Recent Ph.D. Graduate Van Zuylen Wins Research Competition Awards
|Anke van Zuylen in front of the Tsinghua University gate.|
At the 16th Annual European Symposium on Algorithms (ESA), held at Karlsruhe University, Germany in September, 2008, Anke van Zuylen's work was designated as the Best Student Paper in the Design and Analysis track. The following month, at the Annual Meeting of the Institute for Operations Research and the Management Sciences (INFORMS) in Washington, D.C., a different paper by Van Zuylen was one of two receiving Honorable Mention (effectively 3rd place) in the George Nicholson Student Paper Competition. Van Zuylen is currently a postdoctoral associate at the Institute for Theoretical Computer Science at Tsinghua University in Beijing, China.

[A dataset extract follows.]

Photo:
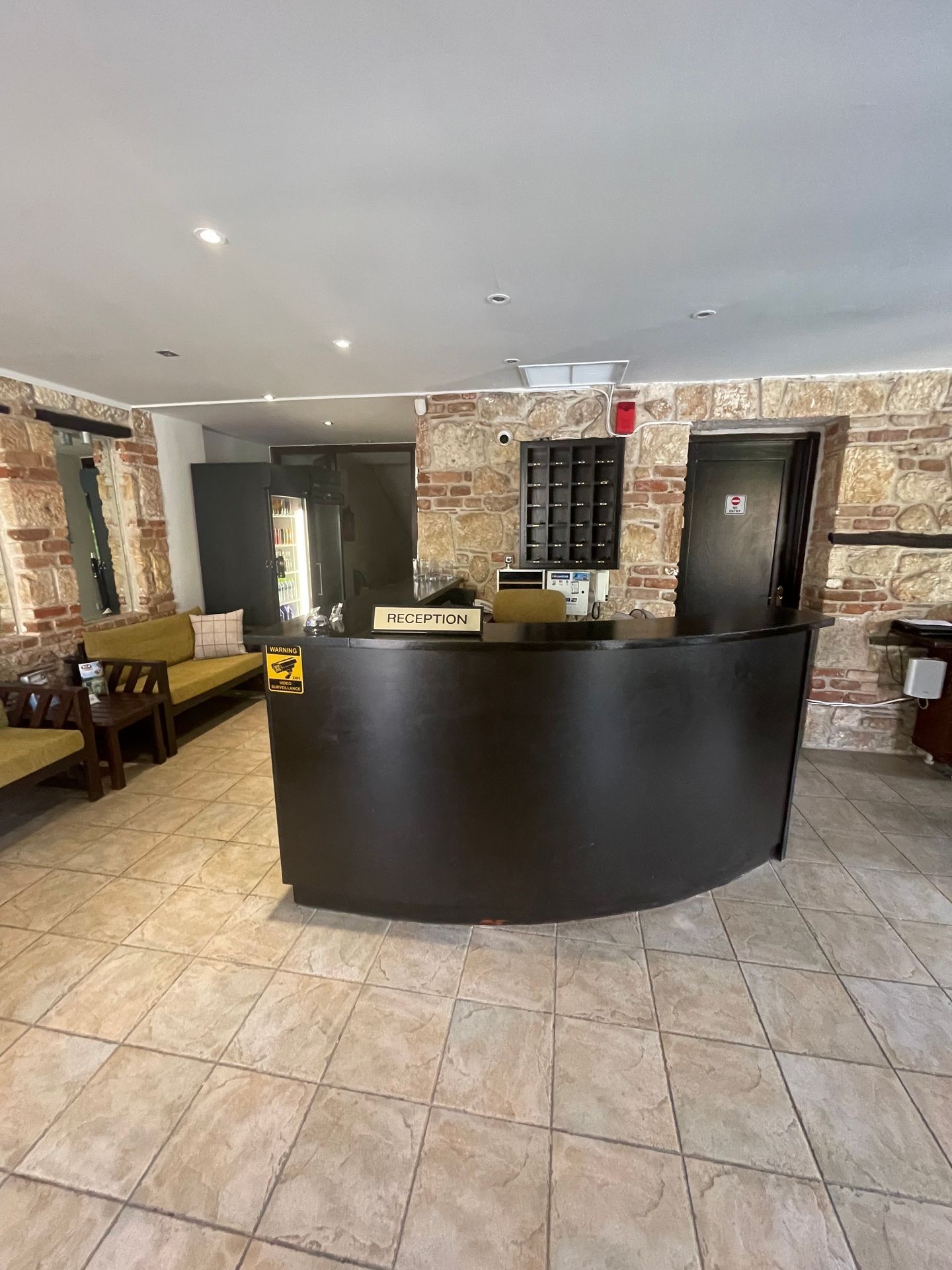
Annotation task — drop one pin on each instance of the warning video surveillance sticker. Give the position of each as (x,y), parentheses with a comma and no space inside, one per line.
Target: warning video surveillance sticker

Both papers deal with the construction and analysis of algorithms for several problems known to be computationally difficult, and are derived from van Zuylen's Ph.D. thesis. The ESA paper, Deterministic Sampling Algorithms for Network Design, covers problems that arise in the design of networks arising in supply chains, telecommunications, electronic circuits and other applications. The time needed to compute optimal solutions to such problems is known to grow exponentially with the number of components in the network, so the focus is on the development of algorithms that guarantee getting to within a known factor of optimality without excessive computation. Van Zuylen has identified a means of selecting a non-random sample problem from the full network problem, the approximate solution to which can be readily augmented to an approximate solution, having the guaranteed proximity to optimality, for the full problem. The problems for which such an approach is effective are those in which the designed network is expected to have a backbone structure, and the non-random sample identifies a good set of nodes that should be on the backbone.

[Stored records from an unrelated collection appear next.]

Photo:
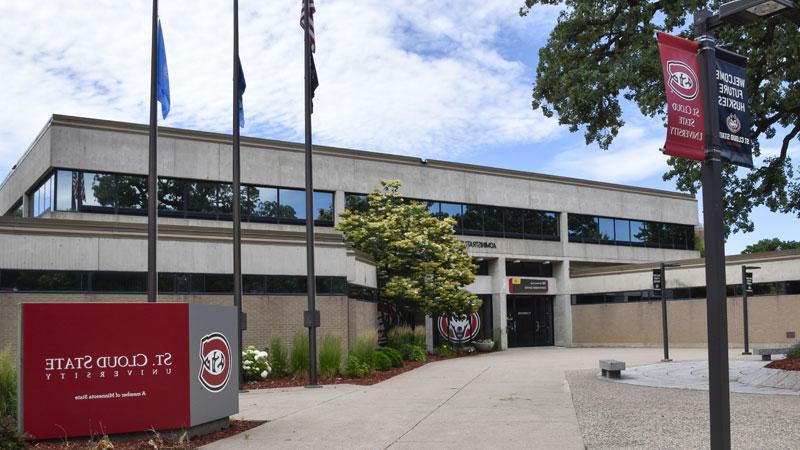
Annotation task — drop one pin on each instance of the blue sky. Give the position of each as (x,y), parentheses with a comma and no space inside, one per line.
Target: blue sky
(448,80)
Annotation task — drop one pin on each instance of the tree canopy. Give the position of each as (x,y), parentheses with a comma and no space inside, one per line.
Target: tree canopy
(603,54)
(421,265)
(770,245)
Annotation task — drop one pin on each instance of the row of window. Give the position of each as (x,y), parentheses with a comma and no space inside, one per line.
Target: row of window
(168,283)
(691,293)
(482,220)
(605,230)
(68,190)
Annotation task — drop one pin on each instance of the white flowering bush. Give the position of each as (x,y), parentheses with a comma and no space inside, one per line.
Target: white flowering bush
(255,363)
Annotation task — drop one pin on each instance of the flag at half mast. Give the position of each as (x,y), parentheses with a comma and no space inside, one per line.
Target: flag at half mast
(312,40)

The INFORMS paper, Deterministic Pivoting Algorithms for Rank Aggregation and Other Ranking and Clustering Problems, examines the problem of establishing a full ranking of elements, such as web pages, from partial rankings such as those produced by individual search engines, or from incomplete and possibly inconsistent pair-wise comparisons of the elements. The objective is to find a full ranking that is as close as possible to the input information. With her Ph.D. advisor David Williamson, Van Zuylen developed algorithms which deliver rankings within a known factor (better than 2) of the optimum. Compared to previous approaches that are only able to guarantee performance on the average, these algorithms eliminate the need to take certain process steps at random. In the paper, similar approaches are used in algorithms that form clusters of similar elements in a population (such as web pages), maximizing the similarity of elements in the same cluster and minimizing the similarity between elements in different clusters.
Van Zuylen and her husband Frans Schalekamp Ph.D. '07 are both at the Institute at Tsinghua, and will stay there for the coming year. Together, they have designed and taught a new course for the 30 top Tsinghua students in computer science, intended to give students a broad introduction to the field, including algorithms, Turing machines, circuits and logic, the internet, complexity, cryptography , algorithmic game theory, and mechanism design. Both came to Cornell from Vrije Universiteit, Amersterdam. Together they published a paper, Rank Aggregation: Together We Are Strong. Prior to coming to Cornell, Van Zuylen worked as a management consultant in The Hague. In Ithaca she volunteered at a center where she taught basic math and computer skills and worked with immigrants to improve English language skills.